For the past decade, African-Americans have constituted around 20% of the 2 million-plus people on active duty. Their representation varies greatly across ranks, services and military occupational specialties. As of mid-1990, blacks made up almost 23% of active-duty enlisted personnel but less than 7% of commissioned officers.
Partly because of the Vietnam experience, each service now tends to distribute combat training roughly in proportion to its own racial composition.
The Defense Department has not provided detailed information about the makeup of units in the Persian Gulf. With more than 200,000 U.S. troops already in place and an additional 200,000 scheduled for deployment, however, the force probably represents a good cross-section of the total active force.
Statements about battle tactics and body counts are necessarily conjectural. In the best-case scenario, Iraq's occupation of Kuwait will be resolved without a shot being fired at U.S. forces. In the worst case, the United States and its U.N. allies will become involved in a large-scale ground conflict that lasts for months and produces thousands of casualties. In the latter scenario, about one out of every four U.S. casualties is likely to be black, and about one out of every three is likely to be Latino, black, Asian-American or American Indian.

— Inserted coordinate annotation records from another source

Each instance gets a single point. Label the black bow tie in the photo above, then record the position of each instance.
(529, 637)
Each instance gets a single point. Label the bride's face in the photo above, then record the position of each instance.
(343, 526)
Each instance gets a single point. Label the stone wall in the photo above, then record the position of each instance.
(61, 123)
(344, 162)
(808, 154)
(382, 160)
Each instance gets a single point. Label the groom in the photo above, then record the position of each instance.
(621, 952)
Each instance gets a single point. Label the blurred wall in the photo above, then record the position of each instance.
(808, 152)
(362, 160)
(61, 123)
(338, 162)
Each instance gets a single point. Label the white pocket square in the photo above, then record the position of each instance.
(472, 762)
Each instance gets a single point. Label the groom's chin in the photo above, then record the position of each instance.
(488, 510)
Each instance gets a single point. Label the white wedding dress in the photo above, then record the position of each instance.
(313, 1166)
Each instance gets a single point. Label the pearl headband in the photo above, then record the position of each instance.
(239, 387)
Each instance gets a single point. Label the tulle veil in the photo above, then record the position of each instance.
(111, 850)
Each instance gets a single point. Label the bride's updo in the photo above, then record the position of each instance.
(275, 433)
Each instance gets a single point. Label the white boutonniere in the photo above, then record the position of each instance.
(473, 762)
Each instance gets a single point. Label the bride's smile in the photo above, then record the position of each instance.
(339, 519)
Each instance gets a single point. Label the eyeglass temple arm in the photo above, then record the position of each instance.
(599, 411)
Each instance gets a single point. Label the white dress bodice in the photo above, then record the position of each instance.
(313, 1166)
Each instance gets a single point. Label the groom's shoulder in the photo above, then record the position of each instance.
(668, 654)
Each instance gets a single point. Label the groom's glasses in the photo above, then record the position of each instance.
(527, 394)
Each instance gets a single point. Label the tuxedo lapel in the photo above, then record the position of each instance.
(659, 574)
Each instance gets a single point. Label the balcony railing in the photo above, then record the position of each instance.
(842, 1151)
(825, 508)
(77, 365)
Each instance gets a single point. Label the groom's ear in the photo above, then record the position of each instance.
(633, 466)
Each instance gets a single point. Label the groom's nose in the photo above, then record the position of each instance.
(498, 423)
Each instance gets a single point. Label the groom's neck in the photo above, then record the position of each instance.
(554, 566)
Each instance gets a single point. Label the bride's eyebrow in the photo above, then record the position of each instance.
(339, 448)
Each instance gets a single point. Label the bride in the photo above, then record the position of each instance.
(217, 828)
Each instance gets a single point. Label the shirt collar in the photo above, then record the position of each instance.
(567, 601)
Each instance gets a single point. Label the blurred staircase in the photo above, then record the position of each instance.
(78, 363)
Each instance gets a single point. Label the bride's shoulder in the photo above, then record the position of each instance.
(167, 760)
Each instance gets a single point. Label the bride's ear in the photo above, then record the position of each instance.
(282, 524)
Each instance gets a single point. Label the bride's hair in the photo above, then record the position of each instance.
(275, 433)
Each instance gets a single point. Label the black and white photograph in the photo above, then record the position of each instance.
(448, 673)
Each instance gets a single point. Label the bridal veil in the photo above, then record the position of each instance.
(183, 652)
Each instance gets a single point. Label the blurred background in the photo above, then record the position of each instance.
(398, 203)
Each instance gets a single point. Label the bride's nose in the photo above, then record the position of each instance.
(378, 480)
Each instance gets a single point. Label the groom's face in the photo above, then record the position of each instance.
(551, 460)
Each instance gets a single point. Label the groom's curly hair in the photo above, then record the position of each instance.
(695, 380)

Little can be done to alter the composition of the military, at least not quickly. Returning to conscription, as some have proposed, would have virtually no effect. Draft calls are used to make up for a shortage of volunteers, and in recent years the services have seldom run short of volunteers. Under current economic conditions, the only sure way to reduce black representation is to impose racial quotas.
During the past 15 peacetime years, the all-volunteer force provides benefits all around: middle-class youth kept their careers from being sidetracked by military service; the poor of all races found opportunities not available in civilian society; women proved their mettle in a previously all-male domain; the armed forces got good personnel, and political leaders were let off the hook, not forced to deal with this nation's enormous social inequities.

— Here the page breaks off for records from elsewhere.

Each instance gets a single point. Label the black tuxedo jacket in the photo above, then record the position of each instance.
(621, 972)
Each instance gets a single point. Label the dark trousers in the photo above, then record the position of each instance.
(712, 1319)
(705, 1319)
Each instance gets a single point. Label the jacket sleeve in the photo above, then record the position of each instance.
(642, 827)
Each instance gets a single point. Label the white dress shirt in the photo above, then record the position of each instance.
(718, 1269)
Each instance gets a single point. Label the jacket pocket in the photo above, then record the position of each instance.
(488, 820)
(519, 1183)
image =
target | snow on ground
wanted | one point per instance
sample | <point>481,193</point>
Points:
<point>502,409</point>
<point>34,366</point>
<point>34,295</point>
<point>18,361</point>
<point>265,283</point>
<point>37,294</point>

If we go to war, however, those benefits will turn into heavy burdens; blacks will die in large numbers, legions of Al Sharptons will contrive to turn the private grief of their families into public hatred, and the country will suffer another season of discontent.

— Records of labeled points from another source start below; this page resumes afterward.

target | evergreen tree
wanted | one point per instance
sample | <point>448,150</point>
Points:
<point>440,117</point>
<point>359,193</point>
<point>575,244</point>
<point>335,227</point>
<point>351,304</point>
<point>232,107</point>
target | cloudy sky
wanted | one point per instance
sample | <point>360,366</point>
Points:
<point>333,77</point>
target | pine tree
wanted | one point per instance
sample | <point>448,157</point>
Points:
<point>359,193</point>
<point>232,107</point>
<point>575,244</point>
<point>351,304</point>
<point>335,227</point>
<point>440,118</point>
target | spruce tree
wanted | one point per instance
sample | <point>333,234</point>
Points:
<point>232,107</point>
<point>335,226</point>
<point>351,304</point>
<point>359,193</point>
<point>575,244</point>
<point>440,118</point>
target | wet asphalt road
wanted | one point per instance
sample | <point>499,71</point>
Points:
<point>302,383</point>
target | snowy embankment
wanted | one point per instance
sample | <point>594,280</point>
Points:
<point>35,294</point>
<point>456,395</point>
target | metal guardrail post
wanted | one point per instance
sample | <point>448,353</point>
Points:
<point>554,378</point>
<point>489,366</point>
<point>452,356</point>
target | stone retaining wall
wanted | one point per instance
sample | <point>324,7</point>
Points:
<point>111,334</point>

We can alter the terms of our devil's bargain by committing ourselves, as a nation, to improving education and employment opportunities for all Americans. This is a long-term task, however, requiring greater moral and political fortitude than this country's leaders have shown in recent years.
In the meantime, we must deal with the instant case. Those of us who worry about a disproportionate combat burden are obliged to exercise special care. Expressions of concern must not undermine the morale of our soldiers or give false hope to an adversary. No returning black soldier should be made to feel that he was a "chump" for having served.
Furthermore, the prospect of a disproportionate combat burden, however worrisome, is not sufficient reason to reject what the Bush Administration is attempting in the Persian Gulf. As a matter of principle, a policy should not be judged solely by the degree to which blacks are involved in its execution.